The traditional system of praharas overlaps with the traditional system of muhurtas also, which is based on precise astronomical calculations.

Thus, the day can be regarded as divided into eight praharas (of three hours each) or thirty muhurtas (of 48 minutes each). In both systems, the day commences with sunrise. The timing of the two systems coincides only at sunrise and sunset (four praharas coincide with fifteen muhurtas at the twelve-hour, or 720-minute, point).

History
In the ancient Puranas, the day is divided into eight praharas: four for the day and four for the night. The concept still prevails today in India, particularly in connection with the performance of Indian classical music (see below).

Timing
The first prahara is commonly placed at sunrise, although some sources place it at the brahma-muhurta, a period of time before sunrise (around 4.30  am when Venus can be sighted).

The concept of prahar originated where the lengths of the day and night were based on actual, observable sunrise and sunset.

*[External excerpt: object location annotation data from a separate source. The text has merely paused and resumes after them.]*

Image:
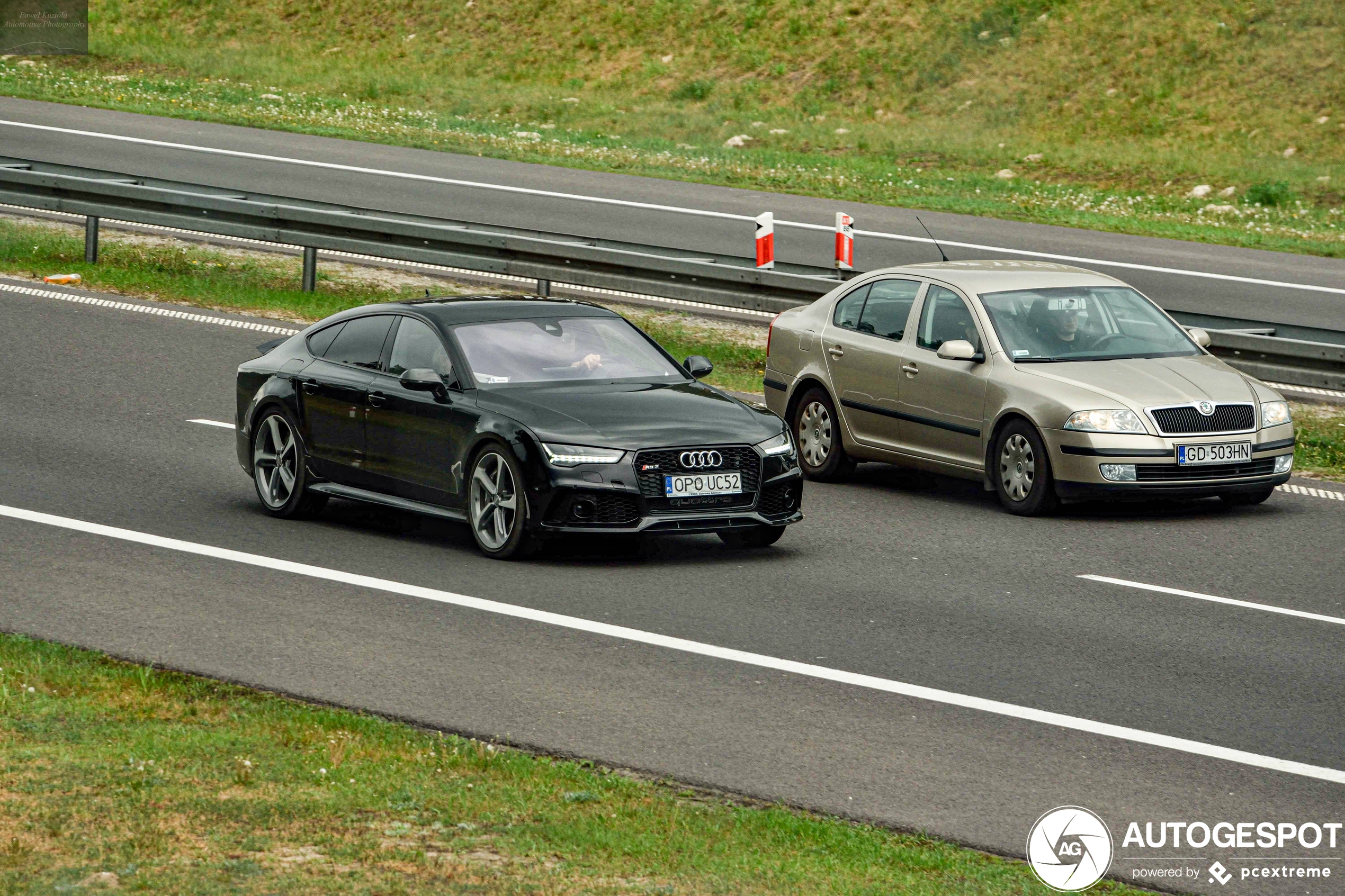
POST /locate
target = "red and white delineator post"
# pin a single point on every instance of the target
(845, 242)
(766, 241)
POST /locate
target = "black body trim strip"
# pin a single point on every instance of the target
(1089, 452)
(912, 418)
(1274, 446)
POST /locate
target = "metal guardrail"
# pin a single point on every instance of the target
(729, 281)
(701, 277)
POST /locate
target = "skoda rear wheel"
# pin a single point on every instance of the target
(280, 468)
(818, 432)
(1021, 470)
(497, 504)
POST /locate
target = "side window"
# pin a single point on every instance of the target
(322, 340)
(888, 308)
(848, 310)
(417, 346)
(946, 318)
(361, 341)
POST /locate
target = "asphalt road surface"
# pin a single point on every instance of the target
(908, 578)
(1180, 293)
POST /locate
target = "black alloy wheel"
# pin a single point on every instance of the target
(817, 429)
(1021, 470)
(280, 468)
(497, 504)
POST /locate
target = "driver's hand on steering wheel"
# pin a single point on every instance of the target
(589, 362)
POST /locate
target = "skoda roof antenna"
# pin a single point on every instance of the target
(942, 257)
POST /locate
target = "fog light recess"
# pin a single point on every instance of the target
(1118, 472)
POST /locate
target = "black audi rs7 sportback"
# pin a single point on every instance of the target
(524, 418)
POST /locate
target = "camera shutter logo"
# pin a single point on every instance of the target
(1070, 849)
(700, 460)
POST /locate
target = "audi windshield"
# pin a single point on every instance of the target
(1083, 324)
(561, 350)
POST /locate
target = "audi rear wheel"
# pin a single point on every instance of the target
(280, 468)
(818, 432)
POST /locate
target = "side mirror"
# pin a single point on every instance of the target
(957, 350)
(698, 366)
(422, 379)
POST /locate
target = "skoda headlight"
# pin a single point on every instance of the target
(1276, 413)
(1119, 421)
(781, 446)
(576, 455)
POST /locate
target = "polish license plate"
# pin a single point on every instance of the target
(686, 487)
(1221, 453)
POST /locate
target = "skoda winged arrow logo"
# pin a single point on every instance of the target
(700, 460)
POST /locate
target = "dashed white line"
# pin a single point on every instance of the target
(679, 210)
(697, 648)
(146, 310)
(1311, 492)
(1266, 608)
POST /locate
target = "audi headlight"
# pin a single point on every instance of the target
(1276, 413)
(1119, 421)
(576, 455)
(781, 446)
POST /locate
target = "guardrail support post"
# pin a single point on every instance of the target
(92, 240)
(310, 269)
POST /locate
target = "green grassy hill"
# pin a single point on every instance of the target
(1106, 112)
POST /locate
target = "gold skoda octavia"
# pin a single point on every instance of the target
(1045, 382)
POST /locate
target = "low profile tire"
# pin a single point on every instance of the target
(1021, 469)
(1247, 499)
(818, 432)
(497, 505)
(280, 468)
(758, 537)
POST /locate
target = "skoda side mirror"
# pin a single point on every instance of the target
(1199, 336)
(698, 366)
(957, 350)
(423, 379)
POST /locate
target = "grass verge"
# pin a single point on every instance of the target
(181, 785)
(170, 270)
(1321, 441)
(1134, 160)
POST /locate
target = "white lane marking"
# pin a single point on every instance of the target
(1312, 492)
(679, 210)
(146, 310)
(333, 253)
(1311, 390)
(1267, 608)
(697, 648)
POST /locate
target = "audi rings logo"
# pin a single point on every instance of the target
(1070, 849)
(700, 460)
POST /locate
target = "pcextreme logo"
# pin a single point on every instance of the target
(1070, 849)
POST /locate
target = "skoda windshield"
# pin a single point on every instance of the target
(1083, 324)
(561, 350)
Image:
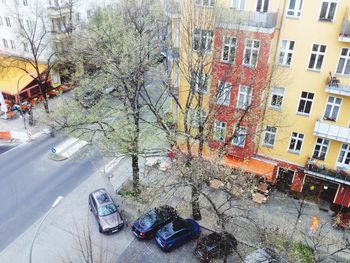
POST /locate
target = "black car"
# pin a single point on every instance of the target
(215, 246)
(148, 224)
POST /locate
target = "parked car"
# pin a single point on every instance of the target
(105, 211)
(148, 224)
(176, 233)
(215, 246)
(264, 255)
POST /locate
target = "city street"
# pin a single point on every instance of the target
(30, 182)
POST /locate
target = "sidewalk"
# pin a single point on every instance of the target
(57, 240)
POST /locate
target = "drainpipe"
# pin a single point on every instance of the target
(278, 30)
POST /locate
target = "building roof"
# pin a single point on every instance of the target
(14, 79)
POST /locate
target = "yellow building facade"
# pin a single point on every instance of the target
(305, 123)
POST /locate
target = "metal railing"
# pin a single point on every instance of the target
(248, 18)
(330, 174)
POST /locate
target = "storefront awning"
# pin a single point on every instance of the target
(14, 79)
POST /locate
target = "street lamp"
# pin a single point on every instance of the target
(57, 201)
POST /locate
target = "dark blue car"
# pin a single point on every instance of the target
(177, 233)
(148, 224)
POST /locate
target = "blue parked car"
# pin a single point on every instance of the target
(147, 225)
(177, 233)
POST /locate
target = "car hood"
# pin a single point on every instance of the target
(111, 220)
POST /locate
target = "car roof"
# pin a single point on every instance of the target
(101, 196)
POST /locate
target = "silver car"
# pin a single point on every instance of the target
(105, 211)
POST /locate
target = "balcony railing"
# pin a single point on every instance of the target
(335, 86)
(338, 176)
(332, 132)
(248, 18)
(172, 8)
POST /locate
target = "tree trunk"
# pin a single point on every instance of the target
(135, 174)
(196, 212)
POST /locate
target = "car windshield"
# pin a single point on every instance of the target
(107, 209)
(148, 219)
(173, 227)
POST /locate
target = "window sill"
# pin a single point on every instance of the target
(303, 114)
(284, 65)
(293, 17)
(314, 70)
(294, 152)
(268, 146)
(275, 108)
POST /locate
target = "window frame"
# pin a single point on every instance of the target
(328, 9)
(242, 132)
(317, 53)
(247, 97)
(231, 47)
(322, 145)
(347, 152)
(199, 36)
(347, 60)
(275, 93)
(307, 99)
(296, 139)
(286, 52)
(222, 130)
(297, 9)
(252, 48)
(269, 134)
(225, 87)
(332, 109)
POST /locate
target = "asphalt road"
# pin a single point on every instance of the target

The four praharas of the day start at sunrise, and the four praharas of the night at sunset. If the location is near the equator, where day and night are the same length year round, the praharas of the day and the praharas of the night will be of equal length (three hours each). In other regions, where the relative length of day and night varies according to the season, the praharas of the day will be longer or shorter than the praharas of the night.

Contemporary discussions of prahara often use 7:00 am (the time of sunrise at the equator and at the equinoxes) as a theoretical fixed point of reference for mapping out the praharas at three-hour intervals (7-10, 10-1, etc.). This scheme is a useful pedagogical tool and an efficient way of applying the concept of prahara in a technological "clock" culture. However, it's important to realize that this rigid schema most likely does not capture the original application of prahara. In a traditional, non-technological culture, the length of day and night are based on observable sunrise and sunset. The day, which starts at sunrise and ends at sunset, is divided into four praharas of equal length; and, the night, which starts at sunset and ends at sunrise, is also divided into four equal watches. During the summer, when the days are longer than the nights, the praharas of the day will be longer than the praharas of the night, and vice versa during the winter.

The question of how to handle the praharas when days and nights are unequal in length is critical for timing the performance of ragas, since each raga is ideally performed during a certain prahara.

Indian classical music
Some ragas of the Indian classical music are prescribed to be performed at a particular prahara to maximize their aesthetic effects (see samay). Perhaps the earliest mention of the relation between raga and time is Narada's Sangita Makaranda, written sometime between the 7th and 11th century, which warns musicians against playing ragas at the incorrect time of day. Pandit V.N. Bhatkhande (1860-1936), who formulated the modern system of Indian musical thāt, states that the correct time (or prahara) to play a raga has a relation to its thāt, or scale.

Modern etymology and usage 
The word commonly used in India, Pakistan, Nepal is prahar (Hindi/Nepali प्रहर, Urduپہر), more commonly pronounced  and in West Bengal and Bangladesh is prohor (Bengali প্রহর) in Marathi it is pronounced as Prahar (प्रहर). In Hindi and Urdu the word for "afternoon" is dopahar (= two ). In Bengali the corresponding word is dui-pôhor or more commonly dupur. In Marathi, afternoon is Dupaar with same etymology as in Hindi. It is known as Paar in, Konkani, where First Prahara is known as  Faantya Paar (from Sanskrit, प्रातः प्रहर), and afternoon is known as Donpaar.